В своих новеллках я много пишу о детях, о чувствах, о понимании и непонимании в семье, о том, как трудно бывает докопаться, что, собственно, в семье происходит. Но мало – о методах и приемах. Касательно методов это легко объяснимо: в основном я работаю в режиме психологической консультации и всякие классические методики, типа свободных ассоциаций, «горячего стула», психодрамы или даже арт-терапии, использую редко. Хотя когда-то им и училась. Но вот приемы приходится изобретать часто и иногда прямо по ходу дела. К классической психологии и психотерапии это отношения не имеет, но срабатывает иногда удивительно точно. Хотите сами попробовать? Давно уже у нас не было «психологических загадок». Сегодня я расскажу две реальные и на первый взгляд совершенно разные истории жизни двух женщин. И сразу скажу: это истории со счастливым концом – обеим женщинам помог один и тот же очень простой прием (не имеющий отношения к психологической классике). Попробуйте догадаться, что именно решило их проблемы. Удачи!
История первая
– Мне было 13 лет, когда в ужасной автокатастрофе, в которую мы попали всей семьей, погибли моя мать, отец и младший брат. Удивительно, но я сама тогда не только выжила, но и практически не пострадала, отделавшись несколькими царапинами и трещиной в запястье. Потом я жила у бабушки с дедушкой с материнской стороны. Они были добры ко мне, почти никогда ни за что не ругали, за глаза бабушка называла меня «наша сиротка». В школе меня тоже все жалели, первые два года после несчастья явно завышали оценки. При такой позиции взрослых я могла бы распуститься, спекулировать своим несчастьем, связаться с дурной компанией и т. д., но вместо этого я прилежно училась, успешно поступила в институт, потом в аспирантуру, самостоятельно нашла хорошую работу… Но вот друзей после гибели родных у меня, по сути, никогда не было. В школе я не понимала почему – ведь я не была ни злой, ни глупой, хорошо училась, никогда никого не предавала… На выпускном вечере я спросила об этом у подвыпившей одноклассницы, которая была моей подругой в начальной школе. Она ответила: «Да ты сама нормальная, но с тобой долго невозможно, ты как будто свою погибшую семью таскаешь с собой в сумке, а кому это надо?»

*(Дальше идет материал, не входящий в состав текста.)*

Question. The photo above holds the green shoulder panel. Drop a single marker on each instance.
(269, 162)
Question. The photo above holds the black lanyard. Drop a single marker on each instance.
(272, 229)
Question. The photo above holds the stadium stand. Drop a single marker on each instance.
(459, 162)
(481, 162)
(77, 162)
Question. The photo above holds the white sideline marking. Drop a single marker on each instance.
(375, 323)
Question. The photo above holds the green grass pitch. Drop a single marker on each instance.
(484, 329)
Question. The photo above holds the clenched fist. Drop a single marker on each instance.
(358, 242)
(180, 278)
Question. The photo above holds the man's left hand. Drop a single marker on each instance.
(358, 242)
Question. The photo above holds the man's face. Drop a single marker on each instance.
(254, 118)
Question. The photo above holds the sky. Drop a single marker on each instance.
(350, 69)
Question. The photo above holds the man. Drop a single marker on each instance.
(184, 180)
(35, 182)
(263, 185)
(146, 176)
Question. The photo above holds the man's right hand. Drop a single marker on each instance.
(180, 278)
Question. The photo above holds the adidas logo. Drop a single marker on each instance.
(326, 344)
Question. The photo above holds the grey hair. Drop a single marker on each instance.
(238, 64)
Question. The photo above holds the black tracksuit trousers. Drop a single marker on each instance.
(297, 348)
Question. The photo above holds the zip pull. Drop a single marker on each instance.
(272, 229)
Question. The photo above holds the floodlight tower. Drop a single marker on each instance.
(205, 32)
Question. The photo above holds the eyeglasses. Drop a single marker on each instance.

В институте я посещала психолога. Он тоже сразу сказал, что я не прожила ту давнюю травму, мне надо ее прожить и идти дальше. Я стала проживать под его руководством, много плакала, похудела на 12 кг, мама и брат снились мне каждую ночь, разговаривали со мной. Днем не могла заниматься, все думала о них, о том, как бы сложилась наша, моя жизнь, если бы они не погибли. Потом психолог сказал, что нужно уже прекращать думать, но я не могла – они для меня опять стали как живые, я по ночам звала маму. Потом разрезала себе вены, но не до конца, испугалась. Тогда дедушка запретил мне к этому психологу ходить, и я понемногу успокоилась. И все равно у меня было ощущение, что я живу как бы не своей жизнью или не в полную силу. Ну, так, в общем, и было: я работала в хорошей фирме, делала карьеру, но у меня не было друзей и подруг. Личная жизнь тоже не складывалась – я была довольно привлекательна внешне, молодые люди начинали со мной встречаться, но вскоре отношения почему-то сходили на нет. Сказать, что я сильно пыталась их удержать, тоже нельзя…

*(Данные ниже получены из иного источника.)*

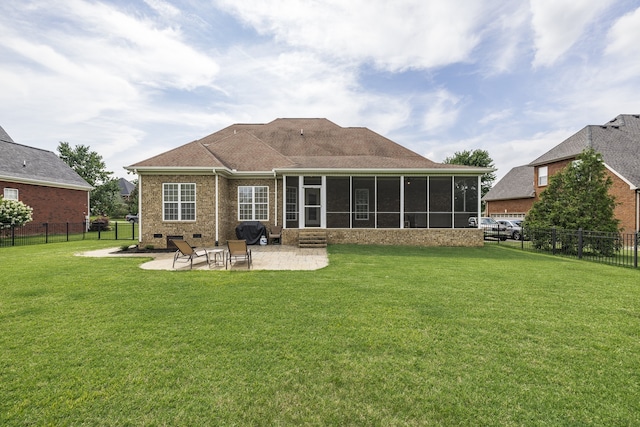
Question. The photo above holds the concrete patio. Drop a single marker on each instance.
(270, 257)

Я стала сама ходить к психоаналитику и многое поняла. Какие сложные отношения у меня были с отцом и как это на меня влияло. И что, если бы я тогда реально разбилась, была в больнице, на грани жизни и смерти, мне сейчас было бы легче. И то, что родители всегда любили брата больше, чем меня. Но он действительно был ярче и интереснее – всегда смеялся, имел много друзей, талантливо рисовал, сочинял песни. Если бы в той катастрофе погибла я, а он выжил, было бы, наверное, лучше. Он, в отличие от меня, сумел бы создать семью, родить детей, продолжить наш род, родителям (где бы их души сейчас ни находились) это было бы приятно… Я сама понимала, что такие мысли – это тупик, но что еще делать, не знала. Одна коллега, много старше и много умнее меня, однажды вызвала меня на разговор и по его результатам сказала: «Ты живешь не с людьми, а с покойниками. Прекрати немедленно!»